1971 Kassel. Liselotte ist mit einem lieblosen Mann verheiratet, der sie wie seine Leibeigene behandelt. Sie fühlt sich alleingelassen und mutlos. Als sie Nachricht erhält, dass ihre Mutter Amelie aufgrund eines Unfalls im Koma liegt, packt sie kurzerhand ihre Sachen und reist nach Frankfurt, obwohl das Verhältnis zu ihrer Mutter schon immer sehr angespannt und nicht gerade liebevoll war. Bei einem Besuch im Krankenhaus erzählt ihr ein Arzt, dass sie ihrer Mutter Dinge aus der Vergangenheit erzählen soll, damit sie aus dem Koma erwacht. Allerdings weiß Liselotte über das Leben ihrer Mutter herzlich wenig, sie kennt nicht mal ihren eigenen Vater. Amelie hat sich da immer sehr bedeckt gehalten. Eigentlich widerstrebt es Liselotte, in den Sachen ihrer Mutter zu stöbern, doch dann findet sie Dinge, die ihre Mutter in einem völlig neuen Licht erscheinen lassen.

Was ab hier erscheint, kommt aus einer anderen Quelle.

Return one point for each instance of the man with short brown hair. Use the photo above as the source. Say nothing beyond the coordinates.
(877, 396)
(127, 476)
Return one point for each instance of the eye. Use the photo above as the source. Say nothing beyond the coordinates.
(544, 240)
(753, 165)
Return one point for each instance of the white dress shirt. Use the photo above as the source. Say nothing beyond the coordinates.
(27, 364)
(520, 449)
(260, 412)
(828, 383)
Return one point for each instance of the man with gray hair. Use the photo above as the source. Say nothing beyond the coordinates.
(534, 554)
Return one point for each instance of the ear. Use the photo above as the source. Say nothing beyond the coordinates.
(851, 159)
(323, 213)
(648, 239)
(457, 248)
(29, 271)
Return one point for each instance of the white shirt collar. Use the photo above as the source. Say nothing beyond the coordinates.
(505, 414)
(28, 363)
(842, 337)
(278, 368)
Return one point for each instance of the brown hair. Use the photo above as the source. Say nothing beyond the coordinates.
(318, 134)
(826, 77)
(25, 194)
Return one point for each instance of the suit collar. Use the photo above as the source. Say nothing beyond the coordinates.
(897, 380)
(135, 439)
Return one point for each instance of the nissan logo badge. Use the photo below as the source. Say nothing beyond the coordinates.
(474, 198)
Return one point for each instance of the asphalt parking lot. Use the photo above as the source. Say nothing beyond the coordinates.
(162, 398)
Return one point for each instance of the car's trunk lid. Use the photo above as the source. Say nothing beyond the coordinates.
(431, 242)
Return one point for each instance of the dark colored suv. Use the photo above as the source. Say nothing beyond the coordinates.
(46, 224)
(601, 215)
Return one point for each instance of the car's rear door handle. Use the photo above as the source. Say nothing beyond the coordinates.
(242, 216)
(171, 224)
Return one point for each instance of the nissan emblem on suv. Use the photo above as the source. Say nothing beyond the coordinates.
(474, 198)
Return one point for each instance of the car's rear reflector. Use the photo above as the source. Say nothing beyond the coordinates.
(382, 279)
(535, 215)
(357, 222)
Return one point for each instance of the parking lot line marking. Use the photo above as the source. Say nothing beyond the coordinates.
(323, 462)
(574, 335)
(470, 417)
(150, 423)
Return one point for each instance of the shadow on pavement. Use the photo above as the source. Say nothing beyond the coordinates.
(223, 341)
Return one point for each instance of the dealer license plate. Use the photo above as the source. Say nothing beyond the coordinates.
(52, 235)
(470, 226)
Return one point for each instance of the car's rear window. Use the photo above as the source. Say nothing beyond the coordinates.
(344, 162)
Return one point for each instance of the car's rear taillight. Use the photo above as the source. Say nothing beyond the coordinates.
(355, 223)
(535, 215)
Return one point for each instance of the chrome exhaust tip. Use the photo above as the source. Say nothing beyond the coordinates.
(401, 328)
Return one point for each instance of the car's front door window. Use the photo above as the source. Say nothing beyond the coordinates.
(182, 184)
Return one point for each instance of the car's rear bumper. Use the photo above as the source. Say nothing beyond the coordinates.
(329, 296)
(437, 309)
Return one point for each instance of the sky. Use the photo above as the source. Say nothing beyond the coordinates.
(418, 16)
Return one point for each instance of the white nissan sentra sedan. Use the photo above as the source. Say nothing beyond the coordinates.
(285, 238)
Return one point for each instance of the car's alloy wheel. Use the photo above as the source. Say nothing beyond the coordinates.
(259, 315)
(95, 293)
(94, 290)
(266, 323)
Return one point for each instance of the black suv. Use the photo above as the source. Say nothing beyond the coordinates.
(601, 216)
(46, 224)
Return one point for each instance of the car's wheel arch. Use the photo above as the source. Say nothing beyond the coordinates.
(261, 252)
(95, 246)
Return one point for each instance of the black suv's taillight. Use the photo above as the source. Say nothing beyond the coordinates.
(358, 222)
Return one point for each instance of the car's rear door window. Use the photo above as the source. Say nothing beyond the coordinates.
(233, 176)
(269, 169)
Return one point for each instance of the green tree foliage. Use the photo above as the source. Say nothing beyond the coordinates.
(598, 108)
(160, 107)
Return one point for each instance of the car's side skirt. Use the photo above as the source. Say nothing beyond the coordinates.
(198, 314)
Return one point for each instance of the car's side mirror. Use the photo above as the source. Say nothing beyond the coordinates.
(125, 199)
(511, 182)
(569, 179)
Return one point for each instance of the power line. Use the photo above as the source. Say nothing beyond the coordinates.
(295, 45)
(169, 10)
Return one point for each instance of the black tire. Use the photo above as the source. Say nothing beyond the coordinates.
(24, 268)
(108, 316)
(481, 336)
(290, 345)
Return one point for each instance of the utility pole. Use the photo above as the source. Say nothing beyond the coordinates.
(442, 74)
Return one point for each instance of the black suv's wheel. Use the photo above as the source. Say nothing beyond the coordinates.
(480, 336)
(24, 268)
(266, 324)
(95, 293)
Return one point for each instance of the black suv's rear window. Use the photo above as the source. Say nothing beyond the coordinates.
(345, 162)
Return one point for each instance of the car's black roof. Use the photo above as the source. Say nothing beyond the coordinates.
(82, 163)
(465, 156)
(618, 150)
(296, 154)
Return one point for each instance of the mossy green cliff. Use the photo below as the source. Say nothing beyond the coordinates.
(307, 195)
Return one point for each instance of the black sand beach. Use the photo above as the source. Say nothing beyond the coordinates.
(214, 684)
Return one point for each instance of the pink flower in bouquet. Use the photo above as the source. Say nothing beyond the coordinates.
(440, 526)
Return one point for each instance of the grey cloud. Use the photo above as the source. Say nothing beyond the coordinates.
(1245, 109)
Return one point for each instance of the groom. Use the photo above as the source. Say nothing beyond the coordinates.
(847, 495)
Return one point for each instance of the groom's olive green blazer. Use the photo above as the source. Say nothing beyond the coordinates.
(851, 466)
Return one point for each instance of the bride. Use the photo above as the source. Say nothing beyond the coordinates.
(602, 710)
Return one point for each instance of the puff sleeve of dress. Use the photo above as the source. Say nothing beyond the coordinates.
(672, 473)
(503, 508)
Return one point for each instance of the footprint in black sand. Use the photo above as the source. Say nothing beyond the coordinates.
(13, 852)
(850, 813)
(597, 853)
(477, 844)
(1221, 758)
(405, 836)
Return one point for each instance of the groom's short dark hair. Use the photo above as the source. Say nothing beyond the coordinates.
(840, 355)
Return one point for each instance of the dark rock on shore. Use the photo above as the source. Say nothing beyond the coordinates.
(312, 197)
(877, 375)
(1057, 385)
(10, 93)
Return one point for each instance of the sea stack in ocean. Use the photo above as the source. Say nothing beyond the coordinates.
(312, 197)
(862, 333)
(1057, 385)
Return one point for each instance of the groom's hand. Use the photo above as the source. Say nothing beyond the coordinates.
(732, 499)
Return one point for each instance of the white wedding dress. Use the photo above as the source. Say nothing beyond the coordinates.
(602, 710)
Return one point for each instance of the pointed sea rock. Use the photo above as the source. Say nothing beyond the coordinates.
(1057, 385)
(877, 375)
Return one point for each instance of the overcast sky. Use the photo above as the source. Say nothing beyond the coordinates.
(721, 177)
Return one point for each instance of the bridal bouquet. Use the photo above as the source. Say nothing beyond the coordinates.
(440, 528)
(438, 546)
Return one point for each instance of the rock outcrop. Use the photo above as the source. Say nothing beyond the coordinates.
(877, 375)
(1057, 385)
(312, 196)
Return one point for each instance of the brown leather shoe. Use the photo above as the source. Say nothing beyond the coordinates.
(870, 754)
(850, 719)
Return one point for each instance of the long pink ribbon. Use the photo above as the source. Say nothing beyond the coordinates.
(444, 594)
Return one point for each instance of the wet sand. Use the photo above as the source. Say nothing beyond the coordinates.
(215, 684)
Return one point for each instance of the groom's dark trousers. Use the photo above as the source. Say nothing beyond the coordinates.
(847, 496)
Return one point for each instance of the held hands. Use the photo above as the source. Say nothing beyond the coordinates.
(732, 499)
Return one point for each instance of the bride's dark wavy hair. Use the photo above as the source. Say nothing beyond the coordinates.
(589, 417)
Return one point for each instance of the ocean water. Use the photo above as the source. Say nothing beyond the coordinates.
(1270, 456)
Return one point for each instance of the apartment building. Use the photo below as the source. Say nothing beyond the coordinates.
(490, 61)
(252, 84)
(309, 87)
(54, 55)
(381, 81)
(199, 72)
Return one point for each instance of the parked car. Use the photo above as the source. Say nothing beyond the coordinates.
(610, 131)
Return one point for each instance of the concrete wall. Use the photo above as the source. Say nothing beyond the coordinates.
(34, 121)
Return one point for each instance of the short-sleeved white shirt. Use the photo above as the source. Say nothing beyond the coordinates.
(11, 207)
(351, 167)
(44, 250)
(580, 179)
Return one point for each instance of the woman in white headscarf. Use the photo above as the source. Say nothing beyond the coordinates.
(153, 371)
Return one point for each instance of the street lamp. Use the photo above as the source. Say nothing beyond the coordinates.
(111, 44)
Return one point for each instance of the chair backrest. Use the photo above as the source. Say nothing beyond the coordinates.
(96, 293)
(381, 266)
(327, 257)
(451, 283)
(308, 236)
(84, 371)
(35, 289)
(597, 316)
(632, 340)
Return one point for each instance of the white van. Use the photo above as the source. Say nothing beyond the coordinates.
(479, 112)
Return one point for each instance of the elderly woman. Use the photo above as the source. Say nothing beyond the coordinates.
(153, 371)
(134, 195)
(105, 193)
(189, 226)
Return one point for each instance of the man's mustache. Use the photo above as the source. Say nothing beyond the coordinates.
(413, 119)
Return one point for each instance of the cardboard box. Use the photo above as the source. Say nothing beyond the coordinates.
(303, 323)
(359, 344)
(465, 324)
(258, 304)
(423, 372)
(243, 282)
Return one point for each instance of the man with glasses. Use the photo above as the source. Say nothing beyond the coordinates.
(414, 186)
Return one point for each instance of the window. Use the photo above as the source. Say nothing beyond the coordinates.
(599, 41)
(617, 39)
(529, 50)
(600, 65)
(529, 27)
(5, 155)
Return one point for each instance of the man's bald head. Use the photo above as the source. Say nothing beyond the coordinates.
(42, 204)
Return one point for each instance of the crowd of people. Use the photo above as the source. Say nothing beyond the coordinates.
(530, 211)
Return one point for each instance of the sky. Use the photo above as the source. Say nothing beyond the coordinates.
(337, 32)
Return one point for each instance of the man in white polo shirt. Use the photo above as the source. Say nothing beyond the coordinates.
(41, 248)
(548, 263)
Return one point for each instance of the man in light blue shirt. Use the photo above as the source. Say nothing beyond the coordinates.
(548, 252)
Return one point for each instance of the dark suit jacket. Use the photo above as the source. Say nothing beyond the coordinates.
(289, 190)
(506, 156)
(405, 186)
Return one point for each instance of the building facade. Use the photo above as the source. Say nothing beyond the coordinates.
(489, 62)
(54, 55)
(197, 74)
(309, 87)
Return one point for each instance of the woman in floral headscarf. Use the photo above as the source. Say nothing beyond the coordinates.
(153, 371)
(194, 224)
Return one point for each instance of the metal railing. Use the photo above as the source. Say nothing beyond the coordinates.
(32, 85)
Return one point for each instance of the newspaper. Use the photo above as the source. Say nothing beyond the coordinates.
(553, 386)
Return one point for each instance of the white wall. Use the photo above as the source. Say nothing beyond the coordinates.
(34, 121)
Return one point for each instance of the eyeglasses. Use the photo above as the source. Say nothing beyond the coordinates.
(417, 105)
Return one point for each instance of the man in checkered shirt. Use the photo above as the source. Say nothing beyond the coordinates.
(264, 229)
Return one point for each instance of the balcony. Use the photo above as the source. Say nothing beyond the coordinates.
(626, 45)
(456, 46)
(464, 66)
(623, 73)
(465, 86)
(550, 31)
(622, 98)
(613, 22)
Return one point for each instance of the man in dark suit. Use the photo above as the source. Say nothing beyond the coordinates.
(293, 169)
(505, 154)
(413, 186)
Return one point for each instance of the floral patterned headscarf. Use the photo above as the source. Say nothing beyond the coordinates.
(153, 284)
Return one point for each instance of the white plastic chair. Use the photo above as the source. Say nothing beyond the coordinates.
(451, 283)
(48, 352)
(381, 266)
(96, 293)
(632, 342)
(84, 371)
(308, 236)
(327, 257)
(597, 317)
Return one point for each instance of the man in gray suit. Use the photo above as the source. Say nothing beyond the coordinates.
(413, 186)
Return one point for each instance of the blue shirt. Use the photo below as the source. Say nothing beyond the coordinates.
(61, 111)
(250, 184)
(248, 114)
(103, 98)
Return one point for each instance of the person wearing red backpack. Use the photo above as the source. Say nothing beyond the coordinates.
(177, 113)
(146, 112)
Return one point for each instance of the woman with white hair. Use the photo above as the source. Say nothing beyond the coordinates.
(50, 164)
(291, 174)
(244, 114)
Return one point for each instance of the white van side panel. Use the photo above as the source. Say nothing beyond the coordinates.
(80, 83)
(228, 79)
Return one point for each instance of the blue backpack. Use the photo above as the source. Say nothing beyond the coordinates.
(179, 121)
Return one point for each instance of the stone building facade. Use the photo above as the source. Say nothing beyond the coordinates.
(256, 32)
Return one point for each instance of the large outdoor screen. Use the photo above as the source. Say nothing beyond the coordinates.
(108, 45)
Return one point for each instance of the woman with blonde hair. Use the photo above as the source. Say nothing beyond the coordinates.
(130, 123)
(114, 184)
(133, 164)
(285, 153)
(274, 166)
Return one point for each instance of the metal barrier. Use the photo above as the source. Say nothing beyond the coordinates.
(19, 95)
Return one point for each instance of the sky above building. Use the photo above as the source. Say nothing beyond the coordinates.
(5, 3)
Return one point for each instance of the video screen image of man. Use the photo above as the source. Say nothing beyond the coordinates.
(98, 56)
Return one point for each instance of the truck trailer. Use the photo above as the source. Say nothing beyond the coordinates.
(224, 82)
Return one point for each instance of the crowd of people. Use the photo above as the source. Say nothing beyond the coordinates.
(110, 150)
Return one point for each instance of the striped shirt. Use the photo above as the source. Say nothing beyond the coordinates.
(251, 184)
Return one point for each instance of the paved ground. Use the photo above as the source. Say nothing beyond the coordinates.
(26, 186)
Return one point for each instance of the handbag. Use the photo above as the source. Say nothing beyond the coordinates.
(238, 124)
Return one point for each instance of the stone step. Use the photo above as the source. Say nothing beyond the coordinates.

Clarissa Linden hat mit ihrem Buch „Unsere Hälfte des Himmels“ einen wunderschönen, spannenden und unterhaltsamen Roman mit zwei Zeitebenen vorgelegt, die zum einen die Geschichte von Amelie und Johanna in den 30er Jahren erzählt, zum anderen das Leben von Lieselotte in den 70ern schildert. Der Schreibstil ist wunderbar flüssig, schon der Prolog nimmt den Leser gefangen und treibt ihn regelrecht durch die Handlung, um diese zauberhafte Geschichte zu erfahren. Der historische Hintergrund über die Rolle der Frau in der Fliegerei ist sehr informativ und gut recherchiert mit der Geschichte verknüpft. Die Autorin beleuchtet auch die damalige Rolle der Frau, sowohl in den 30er als auch den 70er Jahren und lässt den Leser einmal mehr erkennen, wieviel diese Rolle sich in den Jahrzehnten bis heute verändert hat. Ob es sich um den Nationalsozialismus, Demonstrationen handelt, die RAF, den Abtreibungsparagraphen 218 oder die Emanzipationsbewegung, die Autorin greift eine Menge Themen auf, die das Leben der Frau von damals geprägt und bis heute verändert haben. Der Spannungsbogen wird sehr schön aufgebaut und spinnt sich durch die Handlung bis zum Ende.

Die Charaktere sind sehr unterschiedlich gestaltet und wirken mit ihren Eigenheiten sehr authentisch und lebendig. Johanna ist ein Hansdampf in allen Gassen. Sie ist extrovertiert und kämpft für ihren Traum. Obwohl sie mit Amelie eng befreundet ist, spürt man auch eine gewisse Rivalität zu ihr. Die Freundschaft ist für Johanna eine einseitige Sache, bei einer Veränderung in ihrer Beziehung wird sie zur missgünstigen und eifersüchtigen Furie, die einen miesen Plan verfolgt. Amelie ist eher eine zurückhaltende Person, sie steht immer im Schatten von Johanna, und meist ist ihr das ganz recht. Sie liebt die Fliegerei und denkt an nichts anderes, bis die Liebe in ihr Leben tritt und sie sich auf einmal wie ein Schmetterling entfaltet und sich von Johanna abgrenzt, selbstbewusster wird und eigene Entscheidungen trifft. Liselotte ist eine einsame Frau, die sich nichts zutraut und recht mutlos wirkt. Ihre Mutter war eine starke Persönlichkeit, bei der sie sich immer wertlos vorkam und die ihr auch nicht die benötigte liebevolle Zuwendung hat angedeihen lassen. Doch mit dem Unfall der Mutter verändert sich auch Liselotte, sie wächst Tag für Tag immer mehr über sich hinaus, traut sich mehr zu und erhält endlich ihre Unabhängigkeit sowie ein gesundes Selbstvertrauen.

„Unsere Hälfte des Himmels“ ist ein sehr spannender und unterhaltsamer Roman mit historischem Hintergrund und einem gut verpackten Familiengeheimnis angefüllt mit vielen zeitgenössischen Themen, die interessant in die Handlung verwoben wurden. Absolute Leseempfehlung für ein wirklich tolles Buch! Chapeau – alles richtig gemacht!!!